The fervent atmosphere was instead a final call of support for the manager, Rafa Benitez. It was only his tenth game in charge – not enough time for him to steer Newcastle clear of relegation – yet the St James’ crowd were imploring him to stay. The Spaniard had fallen into the hearts of the people of Tyneside. Spurs – second in the league before kick-off – were beaten 5-1. A club was stirring back to life.
The job at hand though, was galvanise and resurrect a club and its football obsessed city. He had to strip away years of neglect, breathe life into flawed structures, clear dressing rooms, rebuild belief, attempt to give the people of Newcastle their pride back.
Rafa’s Way tells the story of the remarkable Championship campaign that followed, the turnaround in the fortunes of Newcastle United and the dramatic promotion. It charts Benitez’s overhaul of everything within a troubled club, his impact on its city, and how he immersed himself in a community that persuaded him to stay, and could not bear to see him leave.
Rafa’s Way talks in-depth to Benitez, about his beliefs and the challenge he faced, to the players, the key men in black and white stripes who made Newcastle United champions, and delves into the very heart of a football club as it emerged from the ashes.

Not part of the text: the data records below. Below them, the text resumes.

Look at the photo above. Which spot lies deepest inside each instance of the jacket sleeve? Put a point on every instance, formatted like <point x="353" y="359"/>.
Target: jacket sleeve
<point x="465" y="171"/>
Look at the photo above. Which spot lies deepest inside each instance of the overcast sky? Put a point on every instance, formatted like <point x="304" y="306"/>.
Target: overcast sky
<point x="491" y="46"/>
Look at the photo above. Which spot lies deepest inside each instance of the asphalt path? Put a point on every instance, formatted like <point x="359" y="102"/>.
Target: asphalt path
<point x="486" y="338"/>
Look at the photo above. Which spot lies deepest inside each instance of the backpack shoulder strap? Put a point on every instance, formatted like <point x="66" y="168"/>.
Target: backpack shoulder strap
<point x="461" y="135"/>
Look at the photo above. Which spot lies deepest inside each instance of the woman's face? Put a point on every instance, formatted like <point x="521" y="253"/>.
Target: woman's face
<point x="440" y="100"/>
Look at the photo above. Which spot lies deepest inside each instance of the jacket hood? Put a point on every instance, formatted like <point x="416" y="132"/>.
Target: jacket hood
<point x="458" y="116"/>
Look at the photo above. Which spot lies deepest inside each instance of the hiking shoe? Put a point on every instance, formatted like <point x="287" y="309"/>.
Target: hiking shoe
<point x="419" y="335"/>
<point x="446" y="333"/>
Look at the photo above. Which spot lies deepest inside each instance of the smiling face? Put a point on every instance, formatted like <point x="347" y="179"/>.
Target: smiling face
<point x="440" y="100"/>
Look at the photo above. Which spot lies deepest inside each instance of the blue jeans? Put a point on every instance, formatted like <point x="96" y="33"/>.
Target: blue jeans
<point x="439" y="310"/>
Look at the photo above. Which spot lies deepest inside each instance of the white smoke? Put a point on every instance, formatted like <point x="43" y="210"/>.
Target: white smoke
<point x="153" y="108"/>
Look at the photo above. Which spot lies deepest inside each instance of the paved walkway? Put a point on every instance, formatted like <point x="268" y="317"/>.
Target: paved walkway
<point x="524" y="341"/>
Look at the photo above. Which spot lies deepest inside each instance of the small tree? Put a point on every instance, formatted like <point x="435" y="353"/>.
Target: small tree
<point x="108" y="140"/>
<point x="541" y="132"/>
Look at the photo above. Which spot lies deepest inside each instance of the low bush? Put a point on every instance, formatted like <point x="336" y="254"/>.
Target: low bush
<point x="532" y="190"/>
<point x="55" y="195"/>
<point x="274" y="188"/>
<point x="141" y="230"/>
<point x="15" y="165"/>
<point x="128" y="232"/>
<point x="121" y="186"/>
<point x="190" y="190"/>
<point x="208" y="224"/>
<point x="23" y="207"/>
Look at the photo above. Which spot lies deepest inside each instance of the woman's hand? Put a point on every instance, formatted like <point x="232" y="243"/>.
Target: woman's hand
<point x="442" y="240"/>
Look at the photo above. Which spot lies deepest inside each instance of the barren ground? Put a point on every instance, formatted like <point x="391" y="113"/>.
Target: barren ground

If you are a Newcastle United fan you will have lived through several surges of emotion, happy and de spirited as you followed the fortunes of the Magpies over the decades. This book is for those who need to be reminded that the club, with its millionaire owner and bank balance focussed existence is made up of real people. One success of the book is that Rafael Benitez gave the author access to the club's staff and players to such an extent that we hear different people's stories as we go along. But the biggest surprise is the amount of time Rafa gave of himself, in what must be a landmark in his fabulous career. The words used all seem to be those of the personalities interviewed. We hear Rafa's Hispanic intonation in the way he puts his sentences together, at times a bit unusually. Some of the text is so obviously someone's speech that at times you have to reread a phrase to get the sense behind it. But that's a good thing in this case. It is a book of people's feelings about a club and its recent history that matters to them. The question is begged, what would have happened if the campaign had not been a success? Or more likely had turned out into another one of great hopes and dreams being let down by the cold dawn of reality in England's most northerly league club? A book that you need a reason to read maybe. As biographies go it may not be a great one, and arguably is not meant to be. It is written by a journalist and tells it like it is, at least from one standpoint. But it pretends no more, and all the better for it! It may lack the passion of the broken dreams of the Keegan era, and may not tell much more than be the temporary resurrection of a club on a slow downward spiral climbing back up a rung of the ladder of success and respectability, but it is still worth a read if you love the club and are crying out for a return to the good times you once remember if not lived. I enjoyed it.
Hardy’s third book on Newcastle United covers the meticulous nature of Rafa Benitez, and how, despite a dreadful owner, he reconnected the club to its fan base, as he plotted Newcastle’s instant promotion back to the Premier League.